Ciclo C: Lc 7, 36 -8, 3
HOMILÍA
Anfiloquio de Iconio, Homilía sobre la mujer pecadora (PG 61, 745-751)
Dios no nos pide otra cosa que la conversión

Un fariseo rogaba a Jesús que fuera a comer con él. Jesús, entrando en casa del fariseo, se recostó
a la mesa. ¡Oh gracia inenarrable!, ¡oh inefable bondad! Él es médico y cura todas las enfermedades,
para ser útil a todos: buenos y malos, ingratos y agradecidos. Por lo cual, invitado ahora por un
fariseo, entra en aquella casa hasta el momento repleta de males. Dondequiera que moraba un
fariseo, allí había un antro de maldad, una cueva de pecadores, el aposento de la arrogancia. Pero
aunque la casa de aquel fariseo reuniese todas estas condiciones, el Señor no desdeñó aceptar la
invitación. Y con razón.

Accede prontamente a la invitación del fariseo, y lo hace con delicadeza, sin reprocharle su
conducta: en primer lugar, porque quería santificar a los invitados, y también al anfitrión, a su familia
y la misma esplendidez de los manjares; en segundo lugar, acepta la invitación del fariseo porque
sabía que iba a acudir una meretriz y había de hacer ostensión de su férvido y ardiente anhelo de
conversión, para que, deplorando ella sus pecados en presencia de los letrados y los fariseos, le
brindara oportunidad de enseñarles a ellos cómo hay que aplacar a Dios con lágrimas por los
pecados cometidos.

Y una mujer de la ciudad, una pecadora —dice—, colocándose detrás, junto a sus pies, llorando, se
puso a regarle los pies con sus lágrimas. Alabemos, pues, a esta mujer que se ha granjeado el aplauso
de todo el mundo. Tocó aquellos pies inmaculados, compartiendo con Juan el cuerpo de Cristo.
Aquél, efectivamente, se apoyó sobre el pecho, de donde sacó la doctrina divina; ésta, en cambio,
se abrazó a aquellos pies que por nosotros recorrían los caminos de la vida.

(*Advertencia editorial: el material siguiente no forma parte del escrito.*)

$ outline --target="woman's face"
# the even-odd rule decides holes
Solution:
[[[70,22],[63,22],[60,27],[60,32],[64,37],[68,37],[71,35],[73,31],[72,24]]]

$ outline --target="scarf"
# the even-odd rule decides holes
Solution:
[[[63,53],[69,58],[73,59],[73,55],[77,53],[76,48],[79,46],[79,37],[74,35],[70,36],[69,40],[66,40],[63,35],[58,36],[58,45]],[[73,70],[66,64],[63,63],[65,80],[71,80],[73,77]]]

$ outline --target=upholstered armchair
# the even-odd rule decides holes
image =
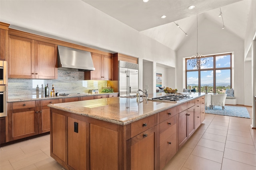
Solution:
[[[204,106],[206,110],[207,109],[207,106],[209,106],[210,109],[211,109],[211,105],[212,104],[211,96],[207,94],[205,94],[204,96]]]
[[[222,110],[225,109],[225,102],[226,96],[227,94],[214,94],[212,95],[212,106],[214,107],[214,106],[222,106]]]

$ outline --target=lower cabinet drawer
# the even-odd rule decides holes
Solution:
[[[160,145],[160,169],[162,169],[177,152],[177,133]]]
[[[146,131],[156,125],[154,115],[152,115],[131,123],[132,137]]]
[[[177,117],[173,116],[160,124],[160,145],[177,131]]]

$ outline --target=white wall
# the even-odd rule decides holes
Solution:
[[[234,84],[235,96],[237,97],[238,104],[244,105],[244,94],[240,91],[244,89],[244,42],[236,35],[228,30],[222,29],[221,27],[206,19],[198,20],[198,54],[203,55],[224,53],[234,54]],[[196,29],[194,30],[196,31]],[[177,52],[176,77],[184,79],[184,58],[189,57],[196,53],[196,33],[192,35]],[[177,82],[177,88],[180,91],[185,86],[184,81]]]
[[[175,67],[173,50],[82,1],[1,0],[0,17],[11,27]]]

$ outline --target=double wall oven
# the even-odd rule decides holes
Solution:
[[[7,115],[7,62],[0,61],[0,117]]]

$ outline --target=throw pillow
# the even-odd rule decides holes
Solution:
[[[231,88],[231,89],[226,89],[225,93],[227,94],[227,96],[234,97],[234,89],[233,88]]]
[[[183,92],[186,92],[186,93],[188,93],[189,92],[189,89],[186,89],[186,88],[184,88],[183,89]]]

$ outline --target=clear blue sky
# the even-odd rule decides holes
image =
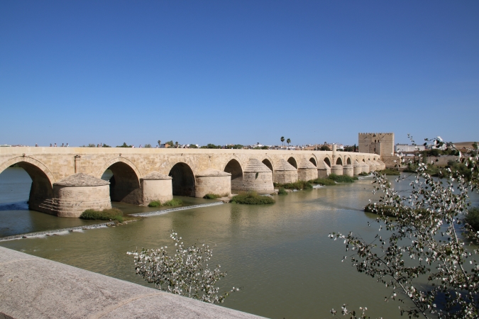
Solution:
[[[0,3],[0,144],[479,140],[479,1]]]

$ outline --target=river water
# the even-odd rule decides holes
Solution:
[[[25,175],[23,169],[12,168],[0,174],[0,236],[86,223],[28,211],[30,184]],[[400,303],[383,301],[391,291],[356,272],[348,259],[341,262],[344,254],[351,254],[345,252],[342,242],[328,237],[331,232],[352,230],[372,240],[378,233],[375,223],[370,228],[367,224],[375,216],[362,211],[368,199],[375,198],[371,181],[365,178],[351,184],[276,196],[272,205],[226,203],[143,218],[124,225],[0,245],[150,286],[135,274],[133,259],[126,252],[171,245],[169,235],[174,229],[187,245],[204,240],[213,248],[211,264],[221,264],[228,272],[219,281],[221,286],[243,287],[221,306],[268,318],[322,318],[331,315],[331,308],[341,310],[343,303],[348,303],[351,308],[368,307],[372,318],[399,318]],[[397,188],[406,188],[407,184],[402,182]],[[182,198],[190,201],[188,203],[211,202]],[[153,210],[114,206],[129,213]]]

Por su parte, Cristo —que no se pronuncia sobre el pecado, pero alaba la penitencia; que no castiga
el pasado, sino que sondea el porvenir—, haciendo caso omiso de las maldades pasadas, honra a la
mujer, encomia su conversión, justifica sus lágrimas y premia su buen propósito; en cambio, el
fariseo, al ver el milagro queda desconcertado y, trabajado por la envidia, se niega a admitir la
conversión de aquella mujer: más aún, se desata en improperios contra la que así honraba al Señor,
arroja el descrédito contra la dignidad del que era honrado, tachándolo de ignorante: Si éste fuera
profeta, sabría quién es esta mujer que le está tocando.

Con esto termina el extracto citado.